Missiadan and the two girls, who used the pseudonyms "Lexi" and "Natalia," are from Phoenix. One of the girls was dating Missiadan's brother. Police say the trio traveled down to El Paso—where cops found an escort ad for Lexi, who purported to be 21-years-old, on—on Tuesday, July 27. The next day, cops pretended to be a client and set up an appointment, then raided the girls' hotel room. After detaining the girls, they found Missiadan in a nearby courtyard.

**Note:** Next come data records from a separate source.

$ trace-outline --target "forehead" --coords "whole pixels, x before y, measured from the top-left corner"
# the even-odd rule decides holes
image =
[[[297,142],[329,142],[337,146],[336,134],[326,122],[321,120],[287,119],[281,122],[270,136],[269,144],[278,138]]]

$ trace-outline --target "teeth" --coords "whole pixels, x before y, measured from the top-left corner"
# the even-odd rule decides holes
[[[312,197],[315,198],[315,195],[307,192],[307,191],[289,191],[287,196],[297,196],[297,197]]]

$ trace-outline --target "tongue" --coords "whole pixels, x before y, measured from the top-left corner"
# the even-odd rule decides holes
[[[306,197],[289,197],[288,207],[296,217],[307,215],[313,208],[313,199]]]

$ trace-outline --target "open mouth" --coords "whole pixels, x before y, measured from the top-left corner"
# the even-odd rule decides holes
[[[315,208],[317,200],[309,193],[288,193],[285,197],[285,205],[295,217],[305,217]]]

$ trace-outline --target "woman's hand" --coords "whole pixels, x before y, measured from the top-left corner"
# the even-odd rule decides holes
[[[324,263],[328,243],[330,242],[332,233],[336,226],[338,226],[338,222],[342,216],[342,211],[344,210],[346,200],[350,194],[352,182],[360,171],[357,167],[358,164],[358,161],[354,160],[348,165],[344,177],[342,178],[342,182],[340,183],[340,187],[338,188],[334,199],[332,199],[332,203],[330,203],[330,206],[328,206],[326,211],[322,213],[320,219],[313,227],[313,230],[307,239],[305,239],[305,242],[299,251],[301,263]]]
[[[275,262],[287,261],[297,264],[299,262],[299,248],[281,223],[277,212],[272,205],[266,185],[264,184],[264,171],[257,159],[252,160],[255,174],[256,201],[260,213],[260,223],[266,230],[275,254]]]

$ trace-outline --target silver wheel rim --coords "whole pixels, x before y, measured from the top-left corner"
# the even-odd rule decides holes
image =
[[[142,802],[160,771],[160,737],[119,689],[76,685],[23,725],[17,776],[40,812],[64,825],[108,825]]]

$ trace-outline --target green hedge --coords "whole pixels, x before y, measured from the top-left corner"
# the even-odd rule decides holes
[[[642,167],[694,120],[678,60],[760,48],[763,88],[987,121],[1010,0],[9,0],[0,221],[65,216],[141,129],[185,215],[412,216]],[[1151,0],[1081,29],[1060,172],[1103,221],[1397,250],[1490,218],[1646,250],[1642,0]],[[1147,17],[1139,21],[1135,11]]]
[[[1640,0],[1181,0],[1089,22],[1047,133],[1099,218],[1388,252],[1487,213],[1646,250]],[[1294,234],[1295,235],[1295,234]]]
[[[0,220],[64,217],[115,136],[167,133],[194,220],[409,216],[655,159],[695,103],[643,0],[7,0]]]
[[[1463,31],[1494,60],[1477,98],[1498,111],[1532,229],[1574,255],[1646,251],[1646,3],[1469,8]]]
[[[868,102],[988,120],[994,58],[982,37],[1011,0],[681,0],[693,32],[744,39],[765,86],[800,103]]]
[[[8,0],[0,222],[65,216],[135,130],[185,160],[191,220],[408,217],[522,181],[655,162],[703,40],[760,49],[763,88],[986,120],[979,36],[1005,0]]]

Missiadan was booked on one federal count of child sex trafficking. Appearing before a judge on July 29, the teen—who came to the U.S. in 2007 as a refugee from Ghana and has since obtained citizenship—said he didn't understand what crime he had committed. One of the girls Missiadan was allegedly trafficking told police that she had planned to come to El Paso by herself to work, but Missiadan didn't want her to go "without protection."

This is the real tragedy of the way we're going after prostitution in America right now: literally anything that makes sex workers safer is considered to be sex trafficking. Bring along a bodyguard? He's a sex trafficker. Have a friend drive you to a client and wait outside? She's a sex trafficker. Use a booker or escort agency to screen clients? They're sex traffickers! Search for clients via online ads instead of on the streets? The Internet is a sex trafficker! It's easy to see sex traffickers everywhere when you define all sex workers as victims.

But, but—these girls were under 18! some will point out, as if that means there must be someone to blame. People want someone to blame in situations like these. People hate the idea that innocent young things might actually choose to sell sex on their own accord. But some do. And de facto treating anyone who assists them in any way—including other teenagers—like a serious criminal doesn't help anyone. There are a lot of reasons why a young woman might start selling sex—poverty, pressure from a boyfriend, trouble at home, boredom, curiosity—but unless the reason is because-they-were-forced-to, it doesn't make any sense to "solve" the problem of underage prostitution by looking for anyone but the young woman to hold accountable.

If Missiadan is found guilty, he faces a mandatory minimum sentence of 10 years in federal prison, with life imprisonment possible.

A public defender tried to get Missiadan—who had been in foster care until he aged out recently, and was now homeless—placed in a halfway house pending his trial but a judge refused, denying him bail.